Ben de Afyonkarahisar Milletvekilimiz Sayın Ahmet Toptaş'ın verdiği kanun teklifi üzerine söz almış bulunuyorum. Yüce Meclisi ben de saygıyla sevgiyle selamlıyorum.
Aslında, darbelerle ilgili, 12 Eylül darbesinde yargılanmış, idamla yargılanmış bir arkadaşınız olarak huzurunuzdayım ve özellikle de AKP'nin darbelerle mücadele, darbelerde yok olan hakların iadesi konusunda sürekli ortaya koyduğu tezlerin en çelişkili uygulaması bu yasadaki uygulamasıdır ve çifte standartlı uygulamasıdır.
Biraz önce Ahmet Toptaş arkadaşım burada çok açık ifade etti, Darbeler Komisyonunda ortak, bütün partilerin oy birliğiyle alınan karar gereği, 12 Eylül darbesinde mallarına el konulan vakıf, dernek ve benzeri bütün kurumlara yapılan bu anlamdaki haksızlığın giderilmesi konusunda aldığımız mutabakat kararına rağmen, burada, Mecliste o mutabakat kararından sonra görüşülen birçok dernek ve vakfa mal iadesi yapıldığında TÖB-DER'le ilgili burada bir önerge verdik, dedik ki: "Bakın, bu örgüt Türkiye'nin 600 bin üyeli bir örgütü. 5 lira, 10 lira bir dayanışmayla kendi derneklerini kurdular, kendi öğretmen kimlikleriyle bu mücadeleyi verdiler, bunların haklarını verelim." Daha önce bu kürsüde Adalet Bakanı bunun ileride çözüleceğini söyledi, "Bugün, hemen yetişmez." dedi, bu kürsüde, şu andaki Adalet Bakanı, o zaman Başbakan Yardımcısıydı, Bekir Bozdağ. Yine, bu kürsüde oturan, o zamanki Başbakan Yardımcısı Bülent Arınç dedi ki: "Bugüne yetişmez ama en geç yılbaşından önce biz bu sorunu çözeceğiz.
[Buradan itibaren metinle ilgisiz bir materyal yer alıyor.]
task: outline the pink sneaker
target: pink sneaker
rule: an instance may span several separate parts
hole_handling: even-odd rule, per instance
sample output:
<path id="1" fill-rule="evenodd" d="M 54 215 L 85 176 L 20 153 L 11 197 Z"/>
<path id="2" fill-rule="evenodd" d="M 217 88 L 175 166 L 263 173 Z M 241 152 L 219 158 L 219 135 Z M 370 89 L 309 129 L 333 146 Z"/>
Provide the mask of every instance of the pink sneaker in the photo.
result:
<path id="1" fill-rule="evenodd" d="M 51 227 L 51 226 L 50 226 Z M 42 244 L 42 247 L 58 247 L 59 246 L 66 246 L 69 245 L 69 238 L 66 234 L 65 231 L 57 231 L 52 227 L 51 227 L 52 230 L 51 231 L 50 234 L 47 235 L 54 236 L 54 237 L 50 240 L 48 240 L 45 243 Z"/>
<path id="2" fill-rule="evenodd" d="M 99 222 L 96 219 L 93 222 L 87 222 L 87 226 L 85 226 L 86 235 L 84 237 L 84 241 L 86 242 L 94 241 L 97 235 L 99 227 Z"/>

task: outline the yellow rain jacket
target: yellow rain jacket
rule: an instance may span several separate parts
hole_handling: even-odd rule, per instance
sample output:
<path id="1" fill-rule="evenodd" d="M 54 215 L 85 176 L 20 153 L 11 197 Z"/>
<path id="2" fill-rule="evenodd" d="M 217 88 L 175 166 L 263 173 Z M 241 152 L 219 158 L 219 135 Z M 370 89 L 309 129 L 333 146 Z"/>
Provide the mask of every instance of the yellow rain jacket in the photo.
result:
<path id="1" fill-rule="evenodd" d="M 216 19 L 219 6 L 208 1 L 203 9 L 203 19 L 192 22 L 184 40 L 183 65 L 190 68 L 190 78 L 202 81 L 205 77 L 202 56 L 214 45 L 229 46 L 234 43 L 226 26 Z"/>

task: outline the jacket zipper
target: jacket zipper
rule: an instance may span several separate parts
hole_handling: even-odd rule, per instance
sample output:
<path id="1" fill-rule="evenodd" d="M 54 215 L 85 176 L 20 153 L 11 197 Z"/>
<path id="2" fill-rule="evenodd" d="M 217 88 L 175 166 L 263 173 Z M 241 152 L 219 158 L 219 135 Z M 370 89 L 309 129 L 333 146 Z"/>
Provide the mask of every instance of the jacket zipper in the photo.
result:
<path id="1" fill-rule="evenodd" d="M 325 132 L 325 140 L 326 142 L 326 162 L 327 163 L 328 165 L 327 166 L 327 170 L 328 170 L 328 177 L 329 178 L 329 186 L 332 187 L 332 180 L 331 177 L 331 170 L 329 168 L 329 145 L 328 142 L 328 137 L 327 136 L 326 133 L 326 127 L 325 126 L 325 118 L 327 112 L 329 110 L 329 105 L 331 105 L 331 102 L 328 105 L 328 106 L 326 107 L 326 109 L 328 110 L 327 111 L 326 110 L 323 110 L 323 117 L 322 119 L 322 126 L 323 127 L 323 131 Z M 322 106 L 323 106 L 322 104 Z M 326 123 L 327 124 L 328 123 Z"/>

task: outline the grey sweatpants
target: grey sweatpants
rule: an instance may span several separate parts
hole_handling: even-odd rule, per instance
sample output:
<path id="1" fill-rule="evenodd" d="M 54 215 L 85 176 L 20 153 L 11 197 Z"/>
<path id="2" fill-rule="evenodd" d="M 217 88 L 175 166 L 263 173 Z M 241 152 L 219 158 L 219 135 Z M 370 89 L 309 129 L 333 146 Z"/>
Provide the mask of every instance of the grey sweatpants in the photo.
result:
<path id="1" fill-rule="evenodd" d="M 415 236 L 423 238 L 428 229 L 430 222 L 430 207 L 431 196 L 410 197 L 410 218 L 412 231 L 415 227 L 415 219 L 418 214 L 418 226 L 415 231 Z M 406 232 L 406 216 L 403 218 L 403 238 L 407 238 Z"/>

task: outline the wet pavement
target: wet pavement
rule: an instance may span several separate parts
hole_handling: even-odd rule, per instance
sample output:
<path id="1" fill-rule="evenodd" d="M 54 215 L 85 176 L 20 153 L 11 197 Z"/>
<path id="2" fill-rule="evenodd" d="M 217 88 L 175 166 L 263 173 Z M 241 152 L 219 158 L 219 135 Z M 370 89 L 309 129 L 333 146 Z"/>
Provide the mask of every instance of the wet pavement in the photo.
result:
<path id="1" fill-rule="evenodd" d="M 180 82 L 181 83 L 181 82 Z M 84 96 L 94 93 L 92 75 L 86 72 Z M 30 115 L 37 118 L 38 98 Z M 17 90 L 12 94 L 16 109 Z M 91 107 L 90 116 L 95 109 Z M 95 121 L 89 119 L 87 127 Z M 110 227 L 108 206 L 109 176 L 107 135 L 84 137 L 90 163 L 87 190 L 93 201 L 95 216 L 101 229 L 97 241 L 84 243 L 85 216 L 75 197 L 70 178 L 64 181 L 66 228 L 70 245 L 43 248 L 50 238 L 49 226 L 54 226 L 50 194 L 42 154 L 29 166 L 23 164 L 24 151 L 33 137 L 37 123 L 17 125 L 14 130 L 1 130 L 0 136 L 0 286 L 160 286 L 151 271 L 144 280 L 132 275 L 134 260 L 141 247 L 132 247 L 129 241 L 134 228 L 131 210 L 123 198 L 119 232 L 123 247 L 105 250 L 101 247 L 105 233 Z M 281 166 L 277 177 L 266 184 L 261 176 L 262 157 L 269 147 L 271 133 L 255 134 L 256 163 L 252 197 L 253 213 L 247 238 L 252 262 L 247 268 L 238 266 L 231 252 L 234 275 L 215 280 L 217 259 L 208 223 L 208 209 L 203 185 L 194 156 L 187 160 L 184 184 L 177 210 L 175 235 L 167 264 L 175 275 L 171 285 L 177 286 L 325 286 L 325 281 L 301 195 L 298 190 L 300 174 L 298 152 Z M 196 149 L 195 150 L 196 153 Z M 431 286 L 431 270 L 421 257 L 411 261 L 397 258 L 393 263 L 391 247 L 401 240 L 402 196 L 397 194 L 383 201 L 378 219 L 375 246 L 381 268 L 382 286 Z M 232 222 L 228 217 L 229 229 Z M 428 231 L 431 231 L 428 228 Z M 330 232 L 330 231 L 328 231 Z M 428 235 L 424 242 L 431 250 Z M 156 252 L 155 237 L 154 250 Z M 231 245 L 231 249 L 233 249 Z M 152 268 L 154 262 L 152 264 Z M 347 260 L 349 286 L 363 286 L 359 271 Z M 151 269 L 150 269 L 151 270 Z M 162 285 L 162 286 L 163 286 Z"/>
Evet, bir haksızlık var, biz bu haksızlığı gidereceğiz." İkisinin de beyanı tutanaklarda var, bize verdikleri iradede var ve bu iradeye rağmen hâlen TÖB-DER'in mal varlığı iade edilmiyor arkadaşlar; bunun tanıkları var. Niye yapılmıyor? Çünkü bu örgüt daha önce muhalif bir örgüttü. Bu örgüt daha önce bu ülkede demokrasi ve özgürlükler mücadelesini veren bir örgüttü. Bu örgüt bir tanımla Millî Gençlik Teşkilatı ve benzeri anlayışta değildi. Onun için, diğerleri tamam ama soldan bir örgütse, demokrat bir örgütse bunun mallarını gasbetmek hakkımızdır, o hakkı kullanmalıyız gibi bir anlayış egemen burada.
İşte, çifte standart, AKP iktidarının uygulamasının en belirgin örneği bu uygulamada çok açık, belirgindir arkadaşlar. Onun için, bu verilen yasa teklifinde şimdi sizin sınava ihtiyacınız var. Yeniden AKP Grubunun oylarının nasıl bir çifte standarda dayandırıldığını biz bu oylamada göreceğiz.
Bakın, daha önce, biliyorsunuz, Anayasa Mahkemesinin kullandığı, Anayasa Mahkemesinin elinde bulundurduğu bina DİSK'e aitti, el konuldu. Şimdi yeni bir binaya geçtiler. DİSK yazı yazdı, dedi ki: "Bu binayı bize geri verin. Ne kadar da şeklî bir bedel ödediler. O bedeli de ödeyelim, faizleriyle ödeyelim. Bize binamızı geri verin." İşçilerin mallarına el konuldu, öğretmenlerin mallarına el konuldu, diğerlerinin hepsi iade ediliyor ama sendikaların ama demokratik kitle örgütlerinin, özellikle TÖB-DER'in mal varlığının iadesi konusunda bir tek adım atılmıyor.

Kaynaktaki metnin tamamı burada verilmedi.